In the formation of whirlpools, turbulent currents become impasses to each other, whereby one current can’t pass through another current, and, therefore falls into a path of least resistance around the impasses. Through a process of elimination, currents blocking currents, whirlpools formed. Water flow falls into paths of least resistance, basically a naturally occurring “self-organized” roundabout, the fastest way to keep cars moving as they enter and exit an intersection at various angles. Lots of processes generate internal constraints in a process called self-organization, even though there’s no self that is doing the organizing. A whirlpool is not alive.

A whirlpool’s internally-generated constraint is not self-maintaining in three ways: It doesn’t regenerate the energy and resources the constraint depends upon. In fact, a whirlpool depletes them, since water runs faster out a bathtub when there’s a whirlpool than when there isn’t one. It’s not constraint-preserving. When the whirlpool is gone it leaves nothing behind that preserves the constraint making the whirlpool more likely to restart. And it’s not constraint-reproducing: While it’s going, it doesn’t generate baby whirlpools that might “live” on.

In contrast, an organism’s internally-generated constraint is self-maintaining by means of constraint regeneration, preservation and reproduction. Basically, a living being’s organization is a constraint that channels external sources of energy and resources (like a whirlpool does) into work that maintains the constraint itself (unlike a whirlpool).

Deacon has a molecular model for how the first self, the first evolvable entity emerged, as a synergetic combination of two self-organizing processes. It’s actually damned simple (it would have to be what with no engineering or evolution yet possible in the pre-life universe). Here’s a video I rough-edited illustrating the model.

It was only about six months ago that it dawned on me that the fallout from this research was that we are not our material bodies. As a staunch atheist I’ve assumed that I was a materialist. Materialism is an antidote to supernaturalism. It argues that we must explain everything in terms of material objects and their interactions. But now I think of materialism as an overstep in the right direction. I still reject supernaturalism, but also materialism, because materialism doesn’t have a way to account for the way internally-generated constraint makes new things possible. There are plenty of new things under the sun; things here today that couldn’t have been here billions of years ago, though not because these new things defy the laws of physics.

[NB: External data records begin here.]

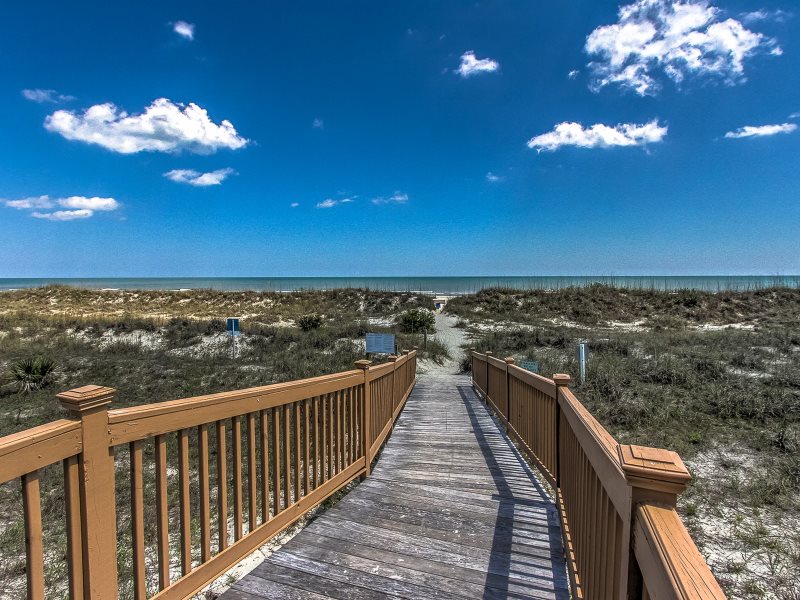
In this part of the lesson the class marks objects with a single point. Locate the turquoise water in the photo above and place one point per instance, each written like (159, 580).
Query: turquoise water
(435, 285)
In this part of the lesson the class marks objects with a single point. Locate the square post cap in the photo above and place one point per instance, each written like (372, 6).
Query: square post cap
(86, 398)
(561, 379)
(654, 469)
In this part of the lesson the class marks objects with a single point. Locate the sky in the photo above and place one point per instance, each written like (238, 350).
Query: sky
(399, 138)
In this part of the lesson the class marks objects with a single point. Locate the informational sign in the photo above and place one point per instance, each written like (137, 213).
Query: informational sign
(380, 343)
(583, 356)
(233, 326)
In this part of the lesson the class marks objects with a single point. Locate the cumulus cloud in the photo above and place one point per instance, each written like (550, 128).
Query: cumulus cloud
(330, 202)
(760, 130)
(756, 16)
(599, 136)
(81, 207)
(470, 65)
(45, 96)
(678, 38)
(196, 178)
(184, 29)
(64, 215)
(396, 198)
(164, 126)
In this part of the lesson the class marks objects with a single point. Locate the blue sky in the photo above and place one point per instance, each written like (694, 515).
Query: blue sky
(413, 138)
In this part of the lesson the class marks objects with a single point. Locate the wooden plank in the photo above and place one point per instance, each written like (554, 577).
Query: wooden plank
(137, 524)
(139, 422)
(236, 448)
(34, 551)
(162, 512)
(222, 486)
(252, 483)
(185, 514)
(205, 495)
(264, 466)
(32, 449)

I’ve coined the term “remainder logic” for how to account for constraint and organization. What exists is what remains after alternatives have been constrained out. This is the logic behind evolutionary theory: The survivors are what remain in a process more aptly described as the non-survival of the unfit selves, the termination of lineages not selected by some natural process that picks and chooses what matters to it, but simply the failure of a self’s organization to maintain and reproduce its constraint in offspring.

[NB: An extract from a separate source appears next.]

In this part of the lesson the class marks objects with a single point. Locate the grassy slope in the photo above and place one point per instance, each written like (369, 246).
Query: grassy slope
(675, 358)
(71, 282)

Remainder logic is also the insight behind information theory (the source of our bits and bytes talk), where information is measured as what remains after a process of elimination (for example getting a “yes” from “yes or no?”).

Deacon applies remainder logic to explain what happened on September 21 that has us here today, living selves striving for what matters to us. Mattering is real. Selves are real and they’re not the matter that we’re made of, or are more aptly “made through” since we don’t just “rent beer” but all the resources that make us. Selves and mattering were always a possibility in the universe, just not a realized possibility until selves and mattering emerged and, as a result, evolution started honing them.

In psychology, materialism still reigns, though it shouldn’t. You hear it in the way we continue to think we can explain all human behavior mechanistically, the cause-and-effect interaction of machine parts, the false notion that what you feel and care about is explicable as chemical secretions and “hardwiring.”

And you are not your body, though when it’s organization goes, you go too. Enjoy this while you can, and happy Life Day!